Nauka

NIK punktuje dwa ważne urzędy. Od lat nie rozwiązują problemów. Chodzi o szczepienia i leki OTC

Apteka w Olsztynie Apteka w Olsztynie Arkadiusz Stankiewicz / Agencja Wyborcza.pl
Systemy nadzoru nad szczepieniami dzieci oraz sprzedażą leków dostępnych bez recept są w Polsce dziurawe jak ser szwajcarski. To wystawia poczucie naszego bezpieczeństwa na próbę i pokazuje, że ochrona zdrowia jest jednak w rozsypce.

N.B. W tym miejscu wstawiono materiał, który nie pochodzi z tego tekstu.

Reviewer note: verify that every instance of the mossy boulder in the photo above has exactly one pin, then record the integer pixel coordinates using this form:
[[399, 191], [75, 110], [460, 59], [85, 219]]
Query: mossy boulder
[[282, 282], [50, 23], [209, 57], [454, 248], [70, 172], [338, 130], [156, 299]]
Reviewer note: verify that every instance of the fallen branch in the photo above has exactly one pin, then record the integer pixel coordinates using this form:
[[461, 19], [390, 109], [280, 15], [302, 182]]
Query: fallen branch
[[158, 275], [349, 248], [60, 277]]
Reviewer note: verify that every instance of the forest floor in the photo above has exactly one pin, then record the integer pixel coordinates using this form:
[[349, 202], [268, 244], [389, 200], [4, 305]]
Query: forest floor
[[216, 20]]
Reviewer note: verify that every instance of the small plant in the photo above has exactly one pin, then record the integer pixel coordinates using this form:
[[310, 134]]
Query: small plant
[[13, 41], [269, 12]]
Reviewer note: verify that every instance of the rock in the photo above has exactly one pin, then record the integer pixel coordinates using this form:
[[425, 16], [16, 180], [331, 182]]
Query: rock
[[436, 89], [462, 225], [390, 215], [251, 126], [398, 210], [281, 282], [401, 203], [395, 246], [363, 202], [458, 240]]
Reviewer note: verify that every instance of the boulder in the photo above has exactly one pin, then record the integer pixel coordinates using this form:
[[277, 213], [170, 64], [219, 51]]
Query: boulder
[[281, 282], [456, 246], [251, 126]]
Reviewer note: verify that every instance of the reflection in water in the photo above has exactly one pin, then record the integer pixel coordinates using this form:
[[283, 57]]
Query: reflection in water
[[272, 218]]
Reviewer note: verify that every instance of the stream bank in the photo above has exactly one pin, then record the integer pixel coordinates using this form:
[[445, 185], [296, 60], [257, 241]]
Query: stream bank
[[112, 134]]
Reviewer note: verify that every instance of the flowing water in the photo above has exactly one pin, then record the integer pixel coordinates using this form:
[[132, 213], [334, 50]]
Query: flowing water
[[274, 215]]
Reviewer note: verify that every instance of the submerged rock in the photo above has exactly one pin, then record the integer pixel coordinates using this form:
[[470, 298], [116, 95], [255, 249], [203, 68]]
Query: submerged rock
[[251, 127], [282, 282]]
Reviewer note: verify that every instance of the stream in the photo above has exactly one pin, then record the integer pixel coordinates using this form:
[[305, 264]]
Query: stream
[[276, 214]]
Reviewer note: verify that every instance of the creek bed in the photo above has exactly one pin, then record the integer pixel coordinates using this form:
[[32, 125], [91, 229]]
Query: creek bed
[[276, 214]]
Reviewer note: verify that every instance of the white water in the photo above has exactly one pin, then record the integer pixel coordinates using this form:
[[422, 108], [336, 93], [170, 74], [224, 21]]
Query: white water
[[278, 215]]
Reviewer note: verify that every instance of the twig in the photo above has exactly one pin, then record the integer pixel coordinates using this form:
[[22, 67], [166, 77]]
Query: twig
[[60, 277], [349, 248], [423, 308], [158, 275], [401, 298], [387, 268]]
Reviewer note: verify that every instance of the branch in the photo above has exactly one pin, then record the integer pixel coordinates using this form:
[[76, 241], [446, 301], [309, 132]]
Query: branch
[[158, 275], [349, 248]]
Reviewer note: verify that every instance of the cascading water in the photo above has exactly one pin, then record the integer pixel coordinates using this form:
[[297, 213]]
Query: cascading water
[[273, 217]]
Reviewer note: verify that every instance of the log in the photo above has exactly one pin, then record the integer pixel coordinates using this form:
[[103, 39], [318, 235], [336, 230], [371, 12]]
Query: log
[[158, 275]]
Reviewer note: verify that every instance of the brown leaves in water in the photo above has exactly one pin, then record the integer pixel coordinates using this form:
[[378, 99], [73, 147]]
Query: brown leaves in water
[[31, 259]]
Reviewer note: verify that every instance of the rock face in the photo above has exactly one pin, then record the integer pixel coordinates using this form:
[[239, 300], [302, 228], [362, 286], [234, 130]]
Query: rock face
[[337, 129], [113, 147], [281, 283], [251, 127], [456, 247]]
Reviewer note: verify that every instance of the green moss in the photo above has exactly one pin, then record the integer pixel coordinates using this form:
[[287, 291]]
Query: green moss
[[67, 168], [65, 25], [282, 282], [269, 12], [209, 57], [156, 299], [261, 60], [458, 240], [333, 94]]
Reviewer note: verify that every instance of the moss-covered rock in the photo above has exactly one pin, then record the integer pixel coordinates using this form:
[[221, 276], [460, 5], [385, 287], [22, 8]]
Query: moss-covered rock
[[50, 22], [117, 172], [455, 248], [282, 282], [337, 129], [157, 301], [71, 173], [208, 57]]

Z pozoru nic nie łączy obu raportów Najwyższej Izby Kontroli, które w tym tygodniu wytykają błędy dwóm ważnym urzędom działającym pod kuratelą Ministerstwa Zdrowia. Chodzi o nadzór nad dopuszczeniem i obrotem lekami, na które nie są wymagane recepty (nazywa się je w skrócie OTC – z ang. over the counter) oraz o niewłaściwą realizację szczepień ochronnych w Polsce. W pierwszym przypadku obrywa za wykazane błędy Grzegorz Cessak (od 2009 r. szef Urzędu Rejestracji Produktów Leczniczych, Wyrobów Medycznych i Produktów Biobójczych), a w drugim Paweł Grzesiowski (na stanowisku Głównego Inspektora Sanitarnego zaledwie od 11 miesięcy). W obu przypadkach wyniki kontroli dotyczą lat minionych (2019–23 i 2021–23), a więc odpowiedzialność obu panów za niedociągnięcia (lub ewidentne szwindle, których dopatrzyli się kontrolerzy NIK) nie rozkłada się tu symetrycznie.

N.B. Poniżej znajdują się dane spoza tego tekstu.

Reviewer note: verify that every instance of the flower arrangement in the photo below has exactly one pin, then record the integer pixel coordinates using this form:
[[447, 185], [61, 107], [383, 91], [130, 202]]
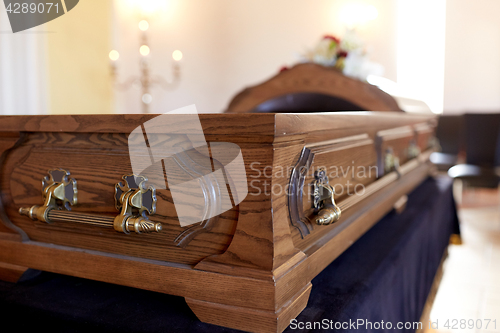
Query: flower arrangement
[[347, 55]]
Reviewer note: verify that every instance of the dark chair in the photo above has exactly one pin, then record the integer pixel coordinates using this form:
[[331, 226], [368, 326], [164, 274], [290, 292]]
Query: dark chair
[[450, 133], [482, 151]]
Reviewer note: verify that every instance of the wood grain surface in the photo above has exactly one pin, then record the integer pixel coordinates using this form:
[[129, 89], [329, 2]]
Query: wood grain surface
[[252, 270]]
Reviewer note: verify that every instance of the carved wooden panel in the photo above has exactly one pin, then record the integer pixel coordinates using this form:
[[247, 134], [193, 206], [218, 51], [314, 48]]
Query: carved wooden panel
[[396, 141], [350, 164], [97, 162]]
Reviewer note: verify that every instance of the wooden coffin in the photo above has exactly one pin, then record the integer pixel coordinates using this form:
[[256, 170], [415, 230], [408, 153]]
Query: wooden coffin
[[249, 267]]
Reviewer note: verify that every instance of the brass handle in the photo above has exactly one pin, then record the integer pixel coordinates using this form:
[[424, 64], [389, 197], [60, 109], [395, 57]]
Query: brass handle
[[391, 161], [324, 200], [131, 198]]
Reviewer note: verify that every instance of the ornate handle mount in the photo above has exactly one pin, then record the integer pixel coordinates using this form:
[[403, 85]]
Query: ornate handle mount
[[132, 199], [324, 200]]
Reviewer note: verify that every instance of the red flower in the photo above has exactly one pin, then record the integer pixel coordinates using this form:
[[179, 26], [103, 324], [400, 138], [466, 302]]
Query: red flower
[[342, 54], [332, 38]]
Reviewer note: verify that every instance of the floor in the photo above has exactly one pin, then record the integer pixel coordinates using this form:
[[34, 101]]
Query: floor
[[469, 293]]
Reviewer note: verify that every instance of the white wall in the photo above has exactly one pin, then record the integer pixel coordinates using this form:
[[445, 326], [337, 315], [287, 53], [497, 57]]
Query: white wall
[[23, 77], [229, 44], [472, 56]]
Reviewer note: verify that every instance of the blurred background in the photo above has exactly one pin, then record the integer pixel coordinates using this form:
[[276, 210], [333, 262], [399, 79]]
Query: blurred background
[[446, 53]]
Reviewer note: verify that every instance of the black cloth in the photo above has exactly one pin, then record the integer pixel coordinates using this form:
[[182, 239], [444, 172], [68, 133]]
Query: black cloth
[[386, 275]]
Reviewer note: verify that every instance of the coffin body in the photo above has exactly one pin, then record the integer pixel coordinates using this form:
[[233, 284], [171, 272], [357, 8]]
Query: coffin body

Echo dziennikarskich śledztw

Jaką zbieżność widzę w obu tych kontrolach, które dotyczyły zupełnie różnych obszarów naszego zdrowia – samoleczenia oraz szczepień, podawanych przez lekarzy, wymagających ścisłego raportowania w dokumentacji? Otóż wyniki nadzoru państwa nad tymi dziedzinami potwierdzają dokładnie to, co od kilku lat sygnalizowały media – wolnoamerykankę w sprzedaży leków OTC oraz dziurawy system egzekwowania obowiązku szczepień najmłodszych.

Zarówno pierwsza, jak i druga konkluzja były w minionych latach wielokrotnie artykułowane w tekstach również dziennikarzy „Polityki”, przy czym opieraliśmy się na własnych spostrzeżeniach albo na opiniach ekspertów, którzy krytycznie oceniali brak nadzoru nad szerokim dostępem do leków bez recept. Jak również mieli sporo uwag do niewywiązywania się z obowiązku podawania dzieciom najpotrzebniejszych szczepionek.